Ciò che appare leggendo i verbali delle cinque riunioni in questione è che il governo ha seguito quasi interamente le indicazioni dei tecnici. Su un punto nel corso della giornata di ieri c’è stata ampia discussione: il 7 marzo gli scienziati avevano raccomandato al governo guidato da Giuseppe Conte “misure rigorose” solo per una intera Regione, la Lombardia, e 11 province: Parma, Piacenza, Rimini, Reggio Emilia e Modena, Pesaro Urbino, Venezia, Padova e Treviso, Alessandria e Asti. Definendo misure meno stringenti per il resto d’Italia.
Raccomandazioni in effetti seguite dall’esecutivo che, dopo la riunione, l’8 marzo, emana un primo dpcm – che tutti ricorderemo – nel quale chiude la regione di Fontana e 14 province, alle 11 del comitato si aggiungono Novara, Verbano Cusio Ossola e Vercelli. Ma due giorni dopo accade qualcosa di imprevisto e imprevedibile: la “fuga” in treno verso Sud e il contestuale aumento dei contagi. È lì che il governo decide che quelle misure devono essere applicate in tutta Italia: ed è il lockdown.
Nella conferenza stampa di presentazione del nuovo dpcm del 9 marzo, esecutivo dal 10, il premier ricorda che “l’avanzata del virus va contenuta” e che “i numeri ci dicono che stiamo avendo una crescita dei contagi” per questo “non possiamo permetterci di abbassare la guardia”. Questa la ragione per cui si decide di estendere il lockdown a tutto il Paese, anche senza una precisa indicazione del Comitato Tecnico-Scientifico. E qui sono arrivate le solite inutili critiche delle opposizioni. Ma in realtà vane.
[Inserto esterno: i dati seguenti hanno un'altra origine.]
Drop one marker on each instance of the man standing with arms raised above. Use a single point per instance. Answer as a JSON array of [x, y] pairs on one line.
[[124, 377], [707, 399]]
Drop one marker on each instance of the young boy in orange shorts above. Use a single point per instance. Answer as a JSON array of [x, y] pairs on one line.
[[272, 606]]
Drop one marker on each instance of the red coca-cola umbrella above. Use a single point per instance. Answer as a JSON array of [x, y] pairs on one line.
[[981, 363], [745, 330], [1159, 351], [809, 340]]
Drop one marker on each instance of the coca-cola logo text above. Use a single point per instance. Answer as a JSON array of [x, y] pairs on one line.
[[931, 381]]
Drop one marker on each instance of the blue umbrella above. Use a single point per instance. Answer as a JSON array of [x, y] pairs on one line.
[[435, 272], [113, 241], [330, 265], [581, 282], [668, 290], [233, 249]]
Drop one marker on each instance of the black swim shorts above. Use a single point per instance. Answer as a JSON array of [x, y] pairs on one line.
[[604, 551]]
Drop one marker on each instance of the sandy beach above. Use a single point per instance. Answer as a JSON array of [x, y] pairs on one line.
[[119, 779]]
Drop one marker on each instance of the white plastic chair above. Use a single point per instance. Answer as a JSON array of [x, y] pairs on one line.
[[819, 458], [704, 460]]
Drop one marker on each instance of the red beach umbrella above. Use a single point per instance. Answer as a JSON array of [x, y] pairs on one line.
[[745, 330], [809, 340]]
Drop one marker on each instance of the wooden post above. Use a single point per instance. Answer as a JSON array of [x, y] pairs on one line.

Anche perché il presidente del Consigli ha sempre specificato come i tecnici avrebbero dato consigli, ma la decisione sarebbe spettata alla politica. Esattamente come accaduto.
Resta comunque il fatto che, secondo i verbali visionabili, gli scienziati avevano suggerito, appunto, due livelli di contenimento e la facoltà da parte delle autorità locali di poter intervenire. In quel verbale viene proposto “di rivedere la distinzione tra cosiddette ‘zone rosse’ e ‘zone gialle‘” da istituire in “Emila Romagna, Lombardia e Veneto, nonché le province di Pesaro Urbino e Savona”, dove comunque già dall’1 marzo erano in vigore misure di contenimento come la sospensione degli eventi sportivi, e altre suggerite sempre dal comitato tecnico scientifico. Ciò che è avvenuto solo pochi giorni dopo è cronaca.